Super Friends #22 © 1979 DC Comics. COVER ART BY RAMONA FRADON.

Chronos

(pop culture)None of the foes of the world's smallest superhero, the Atom, has given him a harder time than Chronos. First seen in Gardner Fox and Gil Kane's “The Time Trap” in The Atom #3 (1962), jailed larcenist David Clinton—whose face artist Kane patterned after former U.S. vice president Richard Nixon, who had recently lost a 1960 bid for the U.S. presidency—realizes that inadequate planning has resulted in his failures as a criminal, and zealously studies clock mechanisms in the prison workshop. Upon his reprieve, Clinton festoons himself in one of the most outlandish outfits ever seen in comics—a yellow, red, and green getup with white-and-black vertically striped tights … and a white cowl with clock hands on the forehead! As Chronos, he takes on the Atom with timepiece weapons, trapping him inside the face of wristwatch and counting the minutes until the hero's execution, but shortly the Tiny Titan cleans Chronos' clock. Chronos used his alarming arsenal—watches with dart-like hands, sandstorm-generating hourglasses, exploding clocks, and his sundial-shaped hover-board—in frequent battles with the Atom.
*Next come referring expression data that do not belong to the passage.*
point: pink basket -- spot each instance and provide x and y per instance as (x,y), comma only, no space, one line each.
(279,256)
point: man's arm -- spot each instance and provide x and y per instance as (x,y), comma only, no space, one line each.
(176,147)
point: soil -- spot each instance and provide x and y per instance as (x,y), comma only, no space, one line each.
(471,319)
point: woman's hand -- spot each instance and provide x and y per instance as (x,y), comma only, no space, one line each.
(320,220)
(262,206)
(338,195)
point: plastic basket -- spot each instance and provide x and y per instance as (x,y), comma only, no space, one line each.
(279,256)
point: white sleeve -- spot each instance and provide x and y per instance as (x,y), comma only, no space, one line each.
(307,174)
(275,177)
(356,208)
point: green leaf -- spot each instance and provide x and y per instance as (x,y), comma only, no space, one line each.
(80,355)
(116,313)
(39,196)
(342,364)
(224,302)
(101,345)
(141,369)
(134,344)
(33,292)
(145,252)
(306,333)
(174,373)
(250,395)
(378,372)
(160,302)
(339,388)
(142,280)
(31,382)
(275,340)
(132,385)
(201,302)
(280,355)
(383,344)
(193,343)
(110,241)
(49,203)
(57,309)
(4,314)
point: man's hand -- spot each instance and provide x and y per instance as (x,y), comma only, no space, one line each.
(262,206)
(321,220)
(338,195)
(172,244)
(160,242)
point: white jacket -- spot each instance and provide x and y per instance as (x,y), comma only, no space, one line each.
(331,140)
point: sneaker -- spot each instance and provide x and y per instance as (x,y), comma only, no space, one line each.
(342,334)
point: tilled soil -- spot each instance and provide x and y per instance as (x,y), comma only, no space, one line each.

He occasionally battled other superheroes, mostly through ill-fated alliances with other villains. Chronos ultimately gained limited temporalmanipulation abilities and has become quite rich by using time travel to cheat the stock market. In the 2005 “Crisis of Conscience” storyline in JLA, Chronos was reunited with members of the Secret Society of Super-Villains, with whom he fraternized in 1970s comics, for a full-scale assault against the Justice League of America. Actor Peter MacNicol lent voice to Chronos in the two-part “The Once and Future Thing” episodes on the Cartoon Network's animated Justice League Unlimited (2003–present), in which the time thief hopped through different eras, encountering Western anti-heroes Jonah Hex and Bat Lash as well as the futuristic Dark Knight from Batman Beyond (1999–2001).

Chronos

(religion, spiritualism, and occult)

Chronos is an older name for Saturn. Mythologically, Chronos was regarded as the Greek god equivalent to the Roman god Saturn.